At Sashimi DC, Goto Islands bluefin tuna is ikejime-processed at Hosei Suisan and transported to Washington DC via Fukuoka and Haneda — roughly 48 hours from Miyazaki to the shop. Sasshu Salmon from Kagoshima is likewise ikejime-processed and never frozen, preserving both the IMP content and the tissue structure that supports its characteristic flavor profile.
Sources
- Jung H., Lee S.-K., Oh J. (2026). Descriptive Sensory Characterization of Raw Atlantic Salmon and Pacific Bluefin Tuna Sashimi. Journal of Sensory Studies, 41(2), e70130.
- Shigemura N., Shirosaki S., Sanematsu K., Yoshida R., Ninomiya Y. (2009). Genetic and Molecular Basis of Individual Differences in Human Umami Taste Perception. PLOS ONE, 4(8), e6717.
- Diepeveen J., Moerdijk-Poortvliet T.C.W., van der Leij F.R. (2022). Molecular insights into human taste perception and umami tastants: A review. Journal of Food Science, 87(4), 1449–1465.

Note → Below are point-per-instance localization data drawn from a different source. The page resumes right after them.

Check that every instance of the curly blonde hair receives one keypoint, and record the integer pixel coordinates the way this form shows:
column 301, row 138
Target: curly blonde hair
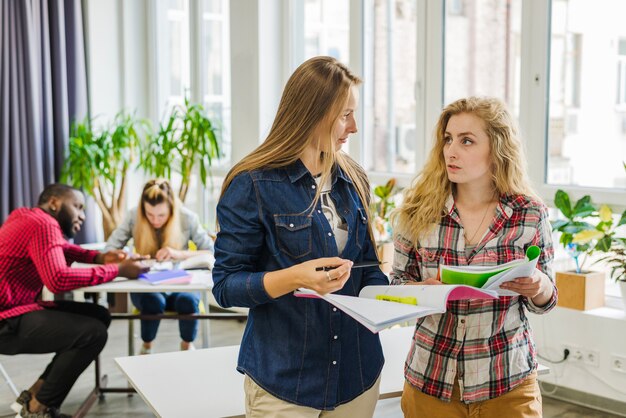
column 424, row 202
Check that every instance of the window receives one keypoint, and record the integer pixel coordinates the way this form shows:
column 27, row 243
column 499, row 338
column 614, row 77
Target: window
column 481, row 62
column 621, row 75
column 193, row 59
column 586, row 136
column 215, row 68
column 390, row 132
column 326, row 29
column 173, row 49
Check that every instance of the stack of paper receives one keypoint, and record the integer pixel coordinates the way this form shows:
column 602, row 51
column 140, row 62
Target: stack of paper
column 166, row 277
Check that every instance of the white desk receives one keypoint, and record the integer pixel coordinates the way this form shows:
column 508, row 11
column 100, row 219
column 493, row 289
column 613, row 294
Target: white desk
column 210, row 386
column 201, row 281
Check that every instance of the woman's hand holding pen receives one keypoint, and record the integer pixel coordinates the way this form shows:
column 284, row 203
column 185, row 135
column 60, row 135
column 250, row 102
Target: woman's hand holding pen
column 538, row 287
column 280, row 282
column 323, row 282
column 168, row 253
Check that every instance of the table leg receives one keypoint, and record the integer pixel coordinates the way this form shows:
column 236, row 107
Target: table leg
column 206, row 326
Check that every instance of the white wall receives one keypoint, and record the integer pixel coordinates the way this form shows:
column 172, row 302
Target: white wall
column 103, row 33
column 600, row 331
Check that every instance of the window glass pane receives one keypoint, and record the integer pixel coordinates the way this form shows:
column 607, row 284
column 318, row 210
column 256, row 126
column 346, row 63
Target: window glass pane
column 482, row 50
column 216, row 70
column 213, row 6
column 174, row 55
column 213, row 43
column 176, row 76
column 587, row 108
column 391, row 139
column 326, row 29
column 177, row 5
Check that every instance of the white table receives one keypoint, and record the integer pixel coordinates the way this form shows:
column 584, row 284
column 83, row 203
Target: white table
column 208, row 385
column 201, row 282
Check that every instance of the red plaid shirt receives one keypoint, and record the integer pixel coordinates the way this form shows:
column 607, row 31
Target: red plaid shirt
column 34, row 253
column 486, row 344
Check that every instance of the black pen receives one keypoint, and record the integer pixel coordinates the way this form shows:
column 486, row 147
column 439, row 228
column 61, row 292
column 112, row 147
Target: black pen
column 354, row 266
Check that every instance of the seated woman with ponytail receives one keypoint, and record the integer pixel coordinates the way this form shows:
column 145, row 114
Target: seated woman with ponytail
column 162, row 228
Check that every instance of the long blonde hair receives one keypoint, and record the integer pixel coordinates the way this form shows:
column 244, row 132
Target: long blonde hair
column 424, row 202
column 155, row 192
column 314, row 97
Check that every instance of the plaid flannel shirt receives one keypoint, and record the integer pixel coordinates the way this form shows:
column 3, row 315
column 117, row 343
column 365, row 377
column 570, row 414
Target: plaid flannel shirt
column 34, row 253
column 486, row 344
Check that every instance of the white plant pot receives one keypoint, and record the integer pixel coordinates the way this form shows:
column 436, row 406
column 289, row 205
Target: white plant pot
column 622, row 287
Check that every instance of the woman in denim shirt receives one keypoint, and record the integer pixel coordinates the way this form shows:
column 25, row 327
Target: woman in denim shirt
column 295, row 203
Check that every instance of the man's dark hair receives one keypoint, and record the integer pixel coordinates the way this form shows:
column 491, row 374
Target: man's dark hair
column 55, row 190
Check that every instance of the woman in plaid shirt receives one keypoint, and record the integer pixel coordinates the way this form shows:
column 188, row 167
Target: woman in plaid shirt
column 473, row 205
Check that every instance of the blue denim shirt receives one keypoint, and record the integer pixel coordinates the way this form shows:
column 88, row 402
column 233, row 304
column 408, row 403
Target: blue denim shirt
column 301, row 350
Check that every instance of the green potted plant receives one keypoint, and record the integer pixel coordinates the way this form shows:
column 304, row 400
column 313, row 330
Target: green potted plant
column 99, row 159
column 188, row 138
column 584, row 230
column 616, row 261
column 383, row 203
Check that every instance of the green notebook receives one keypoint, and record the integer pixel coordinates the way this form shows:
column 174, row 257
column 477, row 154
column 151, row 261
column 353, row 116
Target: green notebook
column 485, row 276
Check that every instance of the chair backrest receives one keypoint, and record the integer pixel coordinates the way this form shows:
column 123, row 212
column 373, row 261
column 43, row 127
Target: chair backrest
column 8, row 381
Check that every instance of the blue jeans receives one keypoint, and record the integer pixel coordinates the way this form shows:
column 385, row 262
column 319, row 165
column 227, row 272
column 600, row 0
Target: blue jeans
column 158, row 303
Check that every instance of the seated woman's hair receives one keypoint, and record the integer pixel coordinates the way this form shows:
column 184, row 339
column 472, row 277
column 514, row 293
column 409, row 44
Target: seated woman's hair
column 147, row 241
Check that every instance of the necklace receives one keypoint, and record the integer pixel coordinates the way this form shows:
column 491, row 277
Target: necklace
column 471, row 240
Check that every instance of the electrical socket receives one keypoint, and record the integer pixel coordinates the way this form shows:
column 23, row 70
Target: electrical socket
column 618, row 363
column 591, row 358
column 576, row 354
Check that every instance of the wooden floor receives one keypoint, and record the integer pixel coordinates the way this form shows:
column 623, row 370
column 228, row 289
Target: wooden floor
column 24, row 370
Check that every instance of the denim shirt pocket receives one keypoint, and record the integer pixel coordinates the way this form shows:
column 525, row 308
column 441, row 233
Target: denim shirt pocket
column 361, row 227
column 294, row 235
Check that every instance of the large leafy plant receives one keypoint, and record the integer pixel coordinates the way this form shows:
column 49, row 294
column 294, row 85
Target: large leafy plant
column 381, row 207
column 586, row 228
column 188, row 138
column 616, row 261
column 99, row 160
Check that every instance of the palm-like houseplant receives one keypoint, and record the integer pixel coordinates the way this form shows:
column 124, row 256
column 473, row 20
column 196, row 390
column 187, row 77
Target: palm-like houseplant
column 99, row 160
column 186, row 139
column 585, row 230
column 381, row 207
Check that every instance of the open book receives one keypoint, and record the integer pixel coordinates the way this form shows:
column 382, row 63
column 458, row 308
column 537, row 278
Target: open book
column 379, row 307
column 491, row 277
column 166, row 277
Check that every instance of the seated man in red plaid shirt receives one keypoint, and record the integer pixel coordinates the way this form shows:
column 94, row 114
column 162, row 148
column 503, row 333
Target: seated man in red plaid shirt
column 34, row 253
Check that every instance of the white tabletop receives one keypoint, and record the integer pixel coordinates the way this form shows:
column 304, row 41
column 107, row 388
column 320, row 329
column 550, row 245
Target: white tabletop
column 208, row 385
column 201, row 281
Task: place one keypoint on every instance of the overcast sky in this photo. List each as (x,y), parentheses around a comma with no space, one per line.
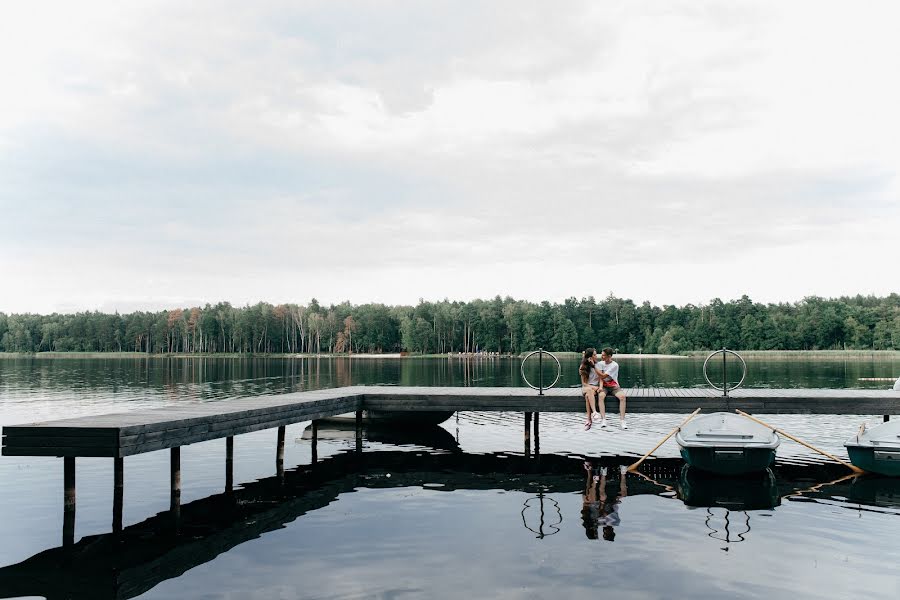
(170,154)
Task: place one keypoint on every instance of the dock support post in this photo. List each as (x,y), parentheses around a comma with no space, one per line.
(175,486)
(315,452)
(68,500)
(118,492)
(279,454)
(527,434)
(229,464)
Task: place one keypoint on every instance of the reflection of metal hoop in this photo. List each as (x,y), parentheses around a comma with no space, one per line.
(726,535)
(724,389)
(542,387)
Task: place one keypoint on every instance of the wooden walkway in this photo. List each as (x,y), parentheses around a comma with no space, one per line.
(119,435)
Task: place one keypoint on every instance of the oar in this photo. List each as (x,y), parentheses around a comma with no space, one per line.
(853,468)
(663,441)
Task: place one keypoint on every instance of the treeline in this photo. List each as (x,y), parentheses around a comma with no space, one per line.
(498,325)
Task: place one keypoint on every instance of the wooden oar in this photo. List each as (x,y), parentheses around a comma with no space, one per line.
(853,468)
(663,441)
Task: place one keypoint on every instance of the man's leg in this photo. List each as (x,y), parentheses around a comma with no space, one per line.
(601,406)
(588,399)
(620,394)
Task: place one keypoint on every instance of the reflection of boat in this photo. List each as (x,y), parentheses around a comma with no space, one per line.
(877,449)
(755,491)
(873,490)
(390,417)
(728,444)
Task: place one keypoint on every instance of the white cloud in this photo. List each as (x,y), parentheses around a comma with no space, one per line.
(281,152)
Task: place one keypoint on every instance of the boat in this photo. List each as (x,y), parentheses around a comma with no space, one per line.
(401,418)
(877,449)
(754,491)
(727,444)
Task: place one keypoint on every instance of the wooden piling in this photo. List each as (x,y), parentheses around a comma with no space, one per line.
(68,500)
(175,485)
(279,454)
(315,442)
(118,492)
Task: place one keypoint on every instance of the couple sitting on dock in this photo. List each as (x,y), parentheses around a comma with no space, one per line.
(599,378)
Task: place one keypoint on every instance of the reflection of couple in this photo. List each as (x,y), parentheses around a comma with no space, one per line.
(597,509)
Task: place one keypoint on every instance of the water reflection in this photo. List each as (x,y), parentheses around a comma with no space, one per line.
(600,510)
(129,562)
(756,491)
(728,500)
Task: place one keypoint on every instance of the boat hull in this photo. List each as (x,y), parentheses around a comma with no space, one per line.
(395,417)
(884,461)
(725,460)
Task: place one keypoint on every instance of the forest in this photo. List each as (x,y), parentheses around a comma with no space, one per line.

- Lee K.M., Son M., Kang J.H. et al. (2018). A triangle study of human, instrument and bioelectronic nose for non-destructive sensing of seafood freshness. Scientific Reports, 8, 547.
- Wallrabenstein I., Kuklan J., Weber L. et al. (2013). Human Trace Amine-Associated Receptor TAAR5 Can Be Activated by Trimethylamine. PLOS ONE, 8(2), e54950.
- Wallrabenstein I., Singer M., Panten J., Hatt H., Gisselmann G. (2015). Timberol® Inhibits TAAR5-Mediated Responses to Trimethylamine and Influences the Olfactory Threshold in Humans. PLOS ONE, 10(12), e0144704.
- Liu L., Zhao Y., Xu X., Zeng M. (2023). Research progress of fishy odor in aquatic products: From substance identification, formation mechanism, to elimination pathway. Food Bioscience.
- Dai W., He S., Huang L. et al. (2024). Strategies to reduce fishy odor in aquatic products: Focusing on formation mechanism and mitigation means. Food Bioscience.